Ever since then, "love and war" was a major theme throughout all of Greek and Roman literature.
There is a connection with Inanna/Ishtar, too. First, Aphrodite used to be connected to war more intimately than merely the cause of the Trojan War. Some early depictions of Aphrodite have her suited up for battle. There's also the story inside the Iliad in which Aphrodite fights, is wounded by Diomedes, and cries to her mother, the goddess Dione, after which Zeus then chastises her for being out of place in war:
This only drew a smile from the Father of men and gods. Calling golden Aphrodite to his side, he said: "War is not for you, my child, tend to the loving deeds of wedlock, and leave the fighting to Ares the swift and to Athene."

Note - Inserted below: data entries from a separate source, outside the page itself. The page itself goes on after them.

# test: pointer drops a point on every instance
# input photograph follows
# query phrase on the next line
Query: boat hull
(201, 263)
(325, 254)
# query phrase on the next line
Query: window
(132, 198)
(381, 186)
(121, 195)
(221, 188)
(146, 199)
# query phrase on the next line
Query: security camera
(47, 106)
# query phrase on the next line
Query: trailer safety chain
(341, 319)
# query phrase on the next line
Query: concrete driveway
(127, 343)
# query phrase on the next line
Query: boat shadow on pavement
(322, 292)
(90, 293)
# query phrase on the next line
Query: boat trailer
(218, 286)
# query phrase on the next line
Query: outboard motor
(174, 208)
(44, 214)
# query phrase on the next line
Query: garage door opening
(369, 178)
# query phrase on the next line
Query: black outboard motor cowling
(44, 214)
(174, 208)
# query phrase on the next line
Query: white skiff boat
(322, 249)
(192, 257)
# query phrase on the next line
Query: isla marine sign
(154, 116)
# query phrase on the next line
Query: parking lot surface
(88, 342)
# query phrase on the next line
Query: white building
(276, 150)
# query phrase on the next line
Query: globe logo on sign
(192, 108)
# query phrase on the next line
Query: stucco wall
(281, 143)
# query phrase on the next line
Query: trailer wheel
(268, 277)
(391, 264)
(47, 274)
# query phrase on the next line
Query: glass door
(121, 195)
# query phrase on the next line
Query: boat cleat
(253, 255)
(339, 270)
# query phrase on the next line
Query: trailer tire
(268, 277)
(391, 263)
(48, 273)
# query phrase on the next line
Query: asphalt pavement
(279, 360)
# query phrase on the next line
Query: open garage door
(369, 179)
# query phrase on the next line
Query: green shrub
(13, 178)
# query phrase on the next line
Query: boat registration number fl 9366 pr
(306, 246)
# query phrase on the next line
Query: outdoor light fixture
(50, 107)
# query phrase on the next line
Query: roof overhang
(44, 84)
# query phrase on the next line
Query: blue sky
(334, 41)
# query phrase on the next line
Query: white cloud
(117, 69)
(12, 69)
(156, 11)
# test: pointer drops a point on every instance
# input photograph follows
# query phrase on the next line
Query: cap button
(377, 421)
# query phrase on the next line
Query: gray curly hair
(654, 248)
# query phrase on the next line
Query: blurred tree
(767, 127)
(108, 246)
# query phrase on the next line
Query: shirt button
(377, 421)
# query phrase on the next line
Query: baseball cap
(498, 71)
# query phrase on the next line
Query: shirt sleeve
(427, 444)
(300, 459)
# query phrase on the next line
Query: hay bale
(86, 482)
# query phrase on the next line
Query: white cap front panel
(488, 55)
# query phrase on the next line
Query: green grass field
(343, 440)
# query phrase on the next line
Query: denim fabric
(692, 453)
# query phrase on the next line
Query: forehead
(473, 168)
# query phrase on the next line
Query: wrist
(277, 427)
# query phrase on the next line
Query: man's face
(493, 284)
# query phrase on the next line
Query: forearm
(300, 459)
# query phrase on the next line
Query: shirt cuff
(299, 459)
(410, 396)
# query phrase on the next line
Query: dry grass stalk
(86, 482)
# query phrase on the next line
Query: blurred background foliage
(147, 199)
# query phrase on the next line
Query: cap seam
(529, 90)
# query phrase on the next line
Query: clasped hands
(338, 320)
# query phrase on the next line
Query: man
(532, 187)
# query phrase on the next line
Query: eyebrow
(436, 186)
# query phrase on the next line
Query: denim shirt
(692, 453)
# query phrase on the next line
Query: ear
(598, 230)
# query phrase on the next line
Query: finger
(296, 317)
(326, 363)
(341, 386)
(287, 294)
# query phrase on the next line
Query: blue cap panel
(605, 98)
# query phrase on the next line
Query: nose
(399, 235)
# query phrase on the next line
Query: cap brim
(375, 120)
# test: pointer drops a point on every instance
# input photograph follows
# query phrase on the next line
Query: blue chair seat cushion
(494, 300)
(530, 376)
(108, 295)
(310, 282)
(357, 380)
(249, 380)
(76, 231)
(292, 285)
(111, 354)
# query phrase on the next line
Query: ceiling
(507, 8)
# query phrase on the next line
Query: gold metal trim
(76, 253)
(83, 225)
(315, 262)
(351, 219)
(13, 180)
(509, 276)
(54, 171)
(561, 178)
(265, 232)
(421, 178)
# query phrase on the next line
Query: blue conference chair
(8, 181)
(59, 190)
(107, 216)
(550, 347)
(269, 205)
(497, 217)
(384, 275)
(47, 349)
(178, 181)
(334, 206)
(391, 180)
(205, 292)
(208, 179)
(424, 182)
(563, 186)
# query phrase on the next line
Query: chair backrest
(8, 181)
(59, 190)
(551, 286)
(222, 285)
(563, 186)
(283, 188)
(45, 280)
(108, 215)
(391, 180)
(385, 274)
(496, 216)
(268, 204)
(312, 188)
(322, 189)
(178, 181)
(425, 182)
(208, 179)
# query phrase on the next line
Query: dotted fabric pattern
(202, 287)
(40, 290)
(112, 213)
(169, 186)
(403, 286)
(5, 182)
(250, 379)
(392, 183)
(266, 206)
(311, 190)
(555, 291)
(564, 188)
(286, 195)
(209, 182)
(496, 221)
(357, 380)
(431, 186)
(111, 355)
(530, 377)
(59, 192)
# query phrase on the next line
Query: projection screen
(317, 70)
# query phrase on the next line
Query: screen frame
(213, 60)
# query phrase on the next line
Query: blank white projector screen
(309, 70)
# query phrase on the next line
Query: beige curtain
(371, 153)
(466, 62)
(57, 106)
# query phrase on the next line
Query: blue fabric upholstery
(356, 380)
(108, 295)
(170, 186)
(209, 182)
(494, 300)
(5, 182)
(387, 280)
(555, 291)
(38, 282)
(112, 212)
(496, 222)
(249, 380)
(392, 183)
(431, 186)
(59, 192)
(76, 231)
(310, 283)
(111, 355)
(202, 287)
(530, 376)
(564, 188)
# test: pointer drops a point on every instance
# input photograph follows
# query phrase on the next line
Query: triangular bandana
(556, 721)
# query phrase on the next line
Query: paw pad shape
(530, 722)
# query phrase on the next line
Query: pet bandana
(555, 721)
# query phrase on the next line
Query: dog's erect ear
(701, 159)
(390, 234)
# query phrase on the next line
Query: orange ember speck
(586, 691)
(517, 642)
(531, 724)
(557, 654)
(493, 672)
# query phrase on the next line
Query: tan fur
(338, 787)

Homer, Iliad 428-430, trans. Kline 2009
The whole scene is a close parallel to Ishtar who, after Gilgamesh insulted her (referencing Tammuz/Dumizi), flies up to her father Anu, and asks him to release Gugalanna the mighty Bull of Heaven to punish Gilgamesh, though it was then slain by Gilgamesh's companion Enkidu, who himself died because of it).
Homer therefore is likely to be combating the existent idea of Aphrodite as a goddess of both love and war. Even if he was fairly successful, her destructive powers were still seen. I always found this vase to be a nice representation of this: http://www.theoi.com/Gallery/K9.1.html
To further this connection, Aphrodite also had a lover, whose name was Adonis, most certainly connected to the Semitic word adon, meaning "lord" (whence Hebrew adonai meaning "My Lord"). Pseudo-Apollodorus has the best summary (shorter than Ovid's, whose is the best story, but not a summary):
Because of Aphrodite's wrath (for she did not honour Aphrodite), Smyrna developed a lust for her father, and with the help of her nurse slept with him for twelve nights without his knowing it. When he found out he drew his sword and started after her, and as he was about to overtake her, she prayed to the gods to become invisible. The gods took pity on her and changed her into the tree called the Smyrna. Nine months later the tree split open and the baby named Adonis was born. Because of his beauty, Aphrodite secreted him away in a chest, keeping it from the gods, and left him with Persephone. But when Persephone got a glimpse of Adonis, she refused to return him. When the matter was brought to Zeus for arbitration, he divided the year into three parts and decreed that Adonis would spent one third of the year by himself, one third with Persephone, and the rest with Aphrodite. But Adonis added his own portion to Aphrodite’s. Later on, while hunting, he was attacked by a boar and died."
Apollodorus Bibliotecha 3.18 trans. Aldrich 1921
(I highlighted above a nice phrase summarizing this response!)
There is also concerns of the Underworld, similar to Inanna and Dumuzi:
On his death Adonis was obliged to descend into the lower world, but he was allowed to spend six months out of every year with his beloved Aphrodite in the upper world. (Orph. hymn. 55. 10.)
"Adonis" in A Dictionary of Greek and Roman Biography and Mythology, ed. by William Smith.